Almost a year ago I was working the last day of my office job and feverishly listening to the newly dropped RENAISSANCE, (taking Beyoncé’s line “I just quit my job” perhaps a little too seriously.) Working this job had been a transformative time in my life, crowded with the good and bad that implies. I was closing this 10-month stint with a trip to the newly renovated Tottenham Hotspur Stadium to see Lady Gaga perform her London show in the long-delayed Chromatica Ball tour.
All these events are ostensibly disconnected from watching the Renaissance tour at that same stadium last week, but it unwittingly taps into the magnetic power of pop music. People carry their history, their baggage, their weighty preconceptions into the space with them and then, as the music swells, they are invited to drop everything and flock to the dancefloor. Pop music sceptics are keen to point out the genre’s lack of depth, but when it is done well this lack of depth is precisely the point. It invites listeners to be unmitigated and purely responsive, moving in tandem and taking up space. And surely there is no one better at doing pop well than Beyoncé.
Opening with a slew of ballads may feel counterintuitive for an album so laser focused on dance and partying, but the run of ‘Dangerously in Love’ to ‘1+1’ to ‘I Care’ at the beginning of the show draws the audience in. Beyoncé is effectively acting as her own support act. Following the death of the legendary Tina Turner, she has also included a stripped back version of ‘River Deep, Mountain High’ early on in the setlist, reminding us that RENAISSANCE is about embedding the listener in the long, hard-earned history of artists who have fought for their community, for the right to commune.

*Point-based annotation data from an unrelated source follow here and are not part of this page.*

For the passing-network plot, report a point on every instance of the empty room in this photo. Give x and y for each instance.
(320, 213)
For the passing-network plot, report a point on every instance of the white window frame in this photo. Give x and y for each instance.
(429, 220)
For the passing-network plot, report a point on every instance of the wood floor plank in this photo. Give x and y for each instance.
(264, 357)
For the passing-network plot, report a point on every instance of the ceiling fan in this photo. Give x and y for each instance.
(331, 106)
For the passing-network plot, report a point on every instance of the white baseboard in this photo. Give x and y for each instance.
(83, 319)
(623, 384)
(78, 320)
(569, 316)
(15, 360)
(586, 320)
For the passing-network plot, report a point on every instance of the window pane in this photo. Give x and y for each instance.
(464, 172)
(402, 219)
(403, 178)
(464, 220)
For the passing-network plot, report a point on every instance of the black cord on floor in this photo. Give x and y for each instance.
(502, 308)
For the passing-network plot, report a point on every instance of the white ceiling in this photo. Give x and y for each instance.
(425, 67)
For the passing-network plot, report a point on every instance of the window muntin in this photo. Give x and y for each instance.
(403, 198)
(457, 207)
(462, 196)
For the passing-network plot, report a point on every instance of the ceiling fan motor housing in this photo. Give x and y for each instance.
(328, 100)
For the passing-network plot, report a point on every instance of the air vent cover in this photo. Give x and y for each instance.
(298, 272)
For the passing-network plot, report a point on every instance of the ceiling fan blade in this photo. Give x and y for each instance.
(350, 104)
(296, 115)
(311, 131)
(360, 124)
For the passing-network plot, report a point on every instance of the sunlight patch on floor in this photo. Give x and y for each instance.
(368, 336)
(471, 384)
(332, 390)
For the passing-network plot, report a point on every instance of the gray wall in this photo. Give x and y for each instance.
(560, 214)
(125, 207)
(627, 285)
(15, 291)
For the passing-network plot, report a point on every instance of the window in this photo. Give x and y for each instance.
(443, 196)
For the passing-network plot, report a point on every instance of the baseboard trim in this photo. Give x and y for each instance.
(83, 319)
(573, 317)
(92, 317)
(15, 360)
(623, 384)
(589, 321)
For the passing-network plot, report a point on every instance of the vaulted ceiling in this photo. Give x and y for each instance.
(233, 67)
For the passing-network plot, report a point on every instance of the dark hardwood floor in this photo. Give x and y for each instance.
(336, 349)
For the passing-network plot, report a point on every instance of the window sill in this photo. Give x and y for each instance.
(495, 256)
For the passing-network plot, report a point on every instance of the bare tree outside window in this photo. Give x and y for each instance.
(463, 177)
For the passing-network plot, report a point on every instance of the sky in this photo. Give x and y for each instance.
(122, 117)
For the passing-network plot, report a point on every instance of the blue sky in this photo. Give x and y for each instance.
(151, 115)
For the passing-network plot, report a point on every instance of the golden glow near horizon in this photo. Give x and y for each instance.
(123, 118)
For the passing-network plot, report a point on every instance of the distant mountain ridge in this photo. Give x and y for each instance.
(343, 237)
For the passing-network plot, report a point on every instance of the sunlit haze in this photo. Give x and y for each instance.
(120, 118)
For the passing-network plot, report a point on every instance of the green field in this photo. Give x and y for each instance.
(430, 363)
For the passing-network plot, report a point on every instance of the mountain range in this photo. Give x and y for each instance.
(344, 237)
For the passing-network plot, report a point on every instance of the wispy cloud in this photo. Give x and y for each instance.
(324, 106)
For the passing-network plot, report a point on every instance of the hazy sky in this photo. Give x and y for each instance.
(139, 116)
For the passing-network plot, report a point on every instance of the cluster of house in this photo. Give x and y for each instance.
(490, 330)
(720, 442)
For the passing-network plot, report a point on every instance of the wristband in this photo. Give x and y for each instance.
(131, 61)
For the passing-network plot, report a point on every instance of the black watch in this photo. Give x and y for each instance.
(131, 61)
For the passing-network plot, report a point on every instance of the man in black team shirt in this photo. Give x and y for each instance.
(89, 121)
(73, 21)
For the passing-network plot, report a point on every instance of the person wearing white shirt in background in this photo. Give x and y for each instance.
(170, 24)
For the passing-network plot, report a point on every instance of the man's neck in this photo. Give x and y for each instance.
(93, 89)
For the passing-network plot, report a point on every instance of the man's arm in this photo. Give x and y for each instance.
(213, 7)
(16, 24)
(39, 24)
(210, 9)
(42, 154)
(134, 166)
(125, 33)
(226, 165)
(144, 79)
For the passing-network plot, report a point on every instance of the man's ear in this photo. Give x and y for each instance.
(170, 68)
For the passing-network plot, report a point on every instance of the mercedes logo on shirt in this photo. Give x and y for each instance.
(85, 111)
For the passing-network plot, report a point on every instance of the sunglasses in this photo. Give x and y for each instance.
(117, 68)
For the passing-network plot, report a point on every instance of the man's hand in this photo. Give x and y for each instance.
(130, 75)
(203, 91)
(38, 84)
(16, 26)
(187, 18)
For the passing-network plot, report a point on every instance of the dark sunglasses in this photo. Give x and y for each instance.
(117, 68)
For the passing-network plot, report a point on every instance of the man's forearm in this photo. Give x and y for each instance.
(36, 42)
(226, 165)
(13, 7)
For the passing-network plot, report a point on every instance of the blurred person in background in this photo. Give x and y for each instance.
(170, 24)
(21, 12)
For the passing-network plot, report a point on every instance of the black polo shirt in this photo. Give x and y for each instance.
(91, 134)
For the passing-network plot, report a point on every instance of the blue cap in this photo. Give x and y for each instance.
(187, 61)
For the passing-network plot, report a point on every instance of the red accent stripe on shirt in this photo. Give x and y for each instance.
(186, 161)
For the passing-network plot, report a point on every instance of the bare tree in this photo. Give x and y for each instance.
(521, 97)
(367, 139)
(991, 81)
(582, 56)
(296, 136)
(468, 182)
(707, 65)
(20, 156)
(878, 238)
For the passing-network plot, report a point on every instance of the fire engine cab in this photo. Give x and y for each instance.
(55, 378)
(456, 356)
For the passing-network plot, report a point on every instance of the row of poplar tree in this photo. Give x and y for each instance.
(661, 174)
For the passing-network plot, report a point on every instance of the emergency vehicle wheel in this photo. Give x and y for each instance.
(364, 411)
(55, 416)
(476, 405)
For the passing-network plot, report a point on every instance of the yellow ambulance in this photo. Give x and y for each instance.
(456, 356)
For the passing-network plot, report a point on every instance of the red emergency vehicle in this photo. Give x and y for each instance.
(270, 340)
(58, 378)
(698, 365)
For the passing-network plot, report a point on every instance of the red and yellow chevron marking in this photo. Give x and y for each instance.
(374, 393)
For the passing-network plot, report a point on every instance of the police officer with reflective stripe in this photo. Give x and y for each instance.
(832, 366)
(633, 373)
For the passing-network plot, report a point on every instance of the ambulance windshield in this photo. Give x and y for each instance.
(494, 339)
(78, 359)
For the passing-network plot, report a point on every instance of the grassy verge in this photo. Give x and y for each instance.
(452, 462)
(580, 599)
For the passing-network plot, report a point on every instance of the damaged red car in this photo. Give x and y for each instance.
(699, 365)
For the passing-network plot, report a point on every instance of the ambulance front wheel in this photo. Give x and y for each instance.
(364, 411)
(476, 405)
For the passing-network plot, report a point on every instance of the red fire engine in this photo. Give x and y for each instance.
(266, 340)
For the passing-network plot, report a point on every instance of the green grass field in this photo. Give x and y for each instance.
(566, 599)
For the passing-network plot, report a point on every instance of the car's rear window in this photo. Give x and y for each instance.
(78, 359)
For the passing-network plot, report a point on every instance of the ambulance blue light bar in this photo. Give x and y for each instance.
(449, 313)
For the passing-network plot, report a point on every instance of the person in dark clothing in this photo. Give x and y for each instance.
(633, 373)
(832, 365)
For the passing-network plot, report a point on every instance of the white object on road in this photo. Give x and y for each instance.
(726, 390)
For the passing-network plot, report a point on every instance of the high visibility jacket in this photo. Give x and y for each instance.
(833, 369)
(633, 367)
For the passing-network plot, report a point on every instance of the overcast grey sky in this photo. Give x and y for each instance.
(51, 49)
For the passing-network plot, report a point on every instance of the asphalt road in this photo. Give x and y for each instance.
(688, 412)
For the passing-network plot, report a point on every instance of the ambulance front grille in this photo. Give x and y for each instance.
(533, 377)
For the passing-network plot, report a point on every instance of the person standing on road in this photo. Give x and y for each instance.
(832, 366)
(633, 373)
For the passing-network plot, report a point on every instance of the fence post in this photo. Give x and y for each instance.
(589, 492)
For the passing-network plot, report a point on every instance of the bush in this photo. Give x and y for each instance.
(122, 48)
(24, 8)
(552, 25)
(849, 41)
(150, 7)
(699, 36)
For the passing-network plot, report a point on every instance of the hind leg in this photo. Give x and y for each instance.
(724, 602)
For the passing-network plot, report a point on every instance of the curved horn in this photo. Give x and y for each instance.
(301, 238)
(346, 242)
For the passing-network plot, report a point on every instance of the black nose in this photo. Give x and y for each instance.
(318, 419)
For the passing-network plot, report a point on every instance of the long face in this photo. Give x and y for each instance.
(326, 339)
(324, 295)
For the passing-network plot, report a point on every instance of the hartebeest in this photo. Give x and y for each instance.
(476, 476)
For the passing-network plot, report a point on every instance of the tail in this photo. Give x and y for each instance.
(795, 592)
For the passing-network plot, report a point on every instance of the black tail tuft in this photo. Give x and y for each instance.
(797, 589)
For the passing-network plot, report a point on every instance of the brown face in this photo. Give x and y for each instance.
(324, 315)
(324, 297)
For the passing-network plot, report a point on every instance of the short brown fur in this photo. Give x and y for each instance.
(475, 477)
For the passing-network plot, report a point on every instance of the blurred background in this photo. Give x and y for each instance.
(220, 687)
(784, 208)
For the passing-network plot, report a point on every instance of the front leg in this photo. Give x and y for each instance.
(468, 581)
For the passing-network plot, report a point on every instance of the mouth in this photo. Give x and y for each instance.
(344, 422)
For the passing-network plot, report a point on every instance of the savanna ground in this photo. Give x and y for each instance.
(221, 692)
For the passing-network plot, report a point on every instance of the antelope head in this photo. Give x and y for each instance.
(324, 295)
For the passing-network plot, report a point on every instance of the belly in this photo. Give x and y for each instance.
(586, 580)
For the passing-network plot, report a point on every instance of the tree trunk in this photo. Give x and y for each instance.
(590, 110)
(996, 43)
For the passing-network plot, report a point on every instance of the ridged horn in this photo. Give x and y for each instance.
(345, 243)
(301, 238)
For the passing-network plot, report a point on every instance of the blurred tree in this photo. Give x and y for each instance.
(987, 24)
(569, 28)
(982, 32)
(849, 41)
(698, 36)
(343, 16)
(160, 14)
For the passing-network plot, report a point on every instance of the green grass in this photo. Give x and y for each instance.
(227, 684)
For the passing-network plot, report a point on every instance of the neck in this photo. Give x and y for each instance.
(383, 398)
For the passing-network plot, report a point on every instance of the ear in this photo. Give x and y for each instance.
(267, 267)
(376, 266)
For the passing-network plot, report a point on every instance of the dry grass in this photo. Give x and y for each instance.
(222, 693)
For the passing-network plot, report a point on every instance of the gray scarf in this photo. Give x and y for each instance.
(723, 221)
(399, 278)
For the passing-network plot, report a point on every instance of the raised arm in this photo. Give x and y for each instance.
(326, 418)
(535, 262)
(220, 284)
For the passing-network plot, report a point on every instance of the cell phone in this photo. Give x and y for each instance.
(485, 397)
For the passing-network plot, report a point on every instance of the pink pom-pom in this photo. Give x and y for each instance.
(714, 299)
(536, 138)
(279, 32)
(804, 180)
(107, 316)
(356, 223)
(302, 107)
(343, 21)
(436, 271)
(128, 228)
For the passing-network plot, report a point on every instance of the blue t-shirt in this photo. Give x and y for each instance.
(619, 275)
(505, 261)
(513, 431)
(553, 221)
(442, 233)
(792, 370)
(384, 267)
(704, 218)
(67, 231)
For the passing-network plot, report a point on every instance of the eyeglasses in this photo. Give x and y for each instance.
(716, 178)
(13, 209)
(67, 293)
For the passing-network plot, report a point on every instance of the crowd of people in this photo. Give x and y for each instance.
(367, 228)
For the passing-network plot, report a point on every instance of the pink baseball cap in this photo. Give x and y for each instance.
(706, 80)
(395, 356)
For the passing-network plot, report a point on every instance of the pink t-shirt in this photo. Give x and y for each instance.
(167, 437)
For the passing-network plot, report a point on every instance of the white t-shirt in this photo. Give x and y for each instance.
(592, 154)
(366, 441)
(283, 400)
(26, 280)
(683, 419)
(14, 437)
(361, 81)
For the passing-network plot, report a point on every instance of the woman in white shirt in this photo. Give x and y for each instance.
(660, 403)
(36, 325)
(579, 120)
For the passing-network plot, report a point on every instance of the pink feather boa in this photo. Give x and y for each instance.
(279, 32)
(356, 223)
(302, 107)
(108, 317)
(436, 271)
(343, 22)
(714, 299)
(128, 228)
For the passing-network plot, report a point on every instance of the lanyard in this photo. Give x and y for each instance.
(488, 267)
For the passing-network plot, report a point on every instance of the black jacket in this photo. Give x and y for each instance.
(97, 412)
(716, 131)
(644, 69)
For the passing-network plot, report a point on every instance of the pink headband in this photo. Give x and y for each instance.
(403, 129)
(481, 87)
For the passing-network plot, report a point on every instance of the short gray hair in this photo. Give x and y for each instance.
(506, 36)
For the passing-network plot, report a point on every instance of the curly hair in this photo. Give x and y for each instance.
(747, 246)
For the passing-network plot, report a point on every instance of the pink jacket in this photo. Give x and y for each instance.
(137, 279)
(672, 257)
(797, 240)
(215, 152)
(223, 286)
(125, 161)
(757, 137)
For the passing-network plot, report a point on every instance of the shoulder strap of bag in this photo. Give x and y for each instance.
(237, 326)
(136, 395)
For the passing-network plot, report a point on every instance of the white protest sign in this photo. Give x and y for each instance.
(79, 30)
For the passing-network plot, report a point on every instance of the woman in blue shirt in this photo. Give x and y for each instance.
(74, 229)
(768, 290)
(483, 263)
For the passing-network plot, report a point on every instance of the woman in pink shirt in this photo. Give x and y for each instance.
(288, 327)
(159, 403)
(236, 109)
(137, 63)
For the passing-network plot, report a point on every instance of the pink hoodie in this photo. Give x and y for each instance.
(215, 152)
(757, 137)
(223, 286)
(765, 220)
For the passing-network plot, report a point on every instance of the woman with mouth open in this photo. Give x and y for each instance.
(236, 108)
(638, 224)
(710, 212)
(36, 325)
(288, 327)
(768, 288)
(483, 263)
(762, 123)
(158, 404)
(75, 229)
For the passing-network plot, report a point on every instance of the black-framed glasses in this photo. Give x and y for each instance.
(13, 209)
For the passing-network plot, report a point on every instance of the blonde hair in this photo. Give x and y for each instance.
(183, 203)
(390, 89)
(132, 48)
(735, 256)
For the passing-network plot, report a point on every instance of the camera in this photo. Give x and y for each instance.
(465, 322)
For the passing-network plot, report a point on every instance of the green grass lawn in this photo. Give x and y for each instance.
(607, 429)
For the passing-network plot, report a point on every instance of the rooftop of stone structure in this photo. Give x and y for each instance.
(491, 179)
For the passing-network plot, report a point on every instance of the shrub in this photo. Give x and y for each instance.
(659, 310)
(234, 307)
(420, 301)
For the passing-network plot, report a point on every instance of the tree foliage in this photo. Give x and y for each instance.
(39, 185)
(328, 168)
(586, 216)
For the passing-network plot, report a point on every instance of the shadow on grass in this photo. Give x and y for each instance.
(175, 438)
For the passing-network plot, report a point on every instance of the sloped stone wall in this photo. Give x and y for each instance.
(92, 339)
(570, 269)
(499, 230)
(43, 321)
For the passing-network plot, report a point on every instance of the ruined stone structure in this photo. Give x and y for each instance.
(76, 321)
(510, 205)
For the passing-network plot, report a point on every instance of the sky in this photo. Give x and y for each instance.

RENAISSANCE is somewhat defined by a bizarre promotional cycle—or lack thereof. Beyoncé is known for her reserve and unwillingness to succumb to the press rollout most singers are forced into, but her total silence in the wake of RENAISSANCE’s drop still felt unprecedented. Fortunately, the tour feels self-aware enough to offer carefully rendered visuals while still poking fun at fan’s unquenchable desire for more. “You’ve asked for the visuals,” a narrator declares over the unmistakable strum of ‘Formation’’s opening beat, “You’ve called for the queen. But a queen moves at her own pace, bitch!” Were it not for the words illuminated on the screen it would be difficult to hear this preamble over the screams echoing across the stadium.
The RENAISSANCE portion of the show plays out in album order, appeasing fans (such as myself,) who feel that the transition between songs is as integral to the structure of the music as the songs themselves. The show moves at an unrelenting pace, coiling around ‘BREAK MY SOUL’ which has never held any particular draw for me until this show. Beyoncé melds together Madonna’s ‘Vogue’ and her lone single, moving around the runway that encircles the audience, using every dip and twirl to guide the audience in these newly unfamiliar beats.
The show closes with a hilariously extravagant rendition of ‘SUMMER RENAISSANCE’ that features Beyoncé riding a mirrored horse across the dazzled audience while shouting “Happy Pride!” Joyous in its silliness while still being totally serious, the RENAISSANCE tour closed on a gloriously campy note. “Did Beyoncé just fly across the audience on a disco horse shouting “Happy Pride”?” my flatmate asked. “Yeah! I think so!” I answer dazed, sweaty, happy, not quite ready to navigate the tube home. Five days later and that is still how I would respond, equally as elated and basking in the RENAISSANCE glow.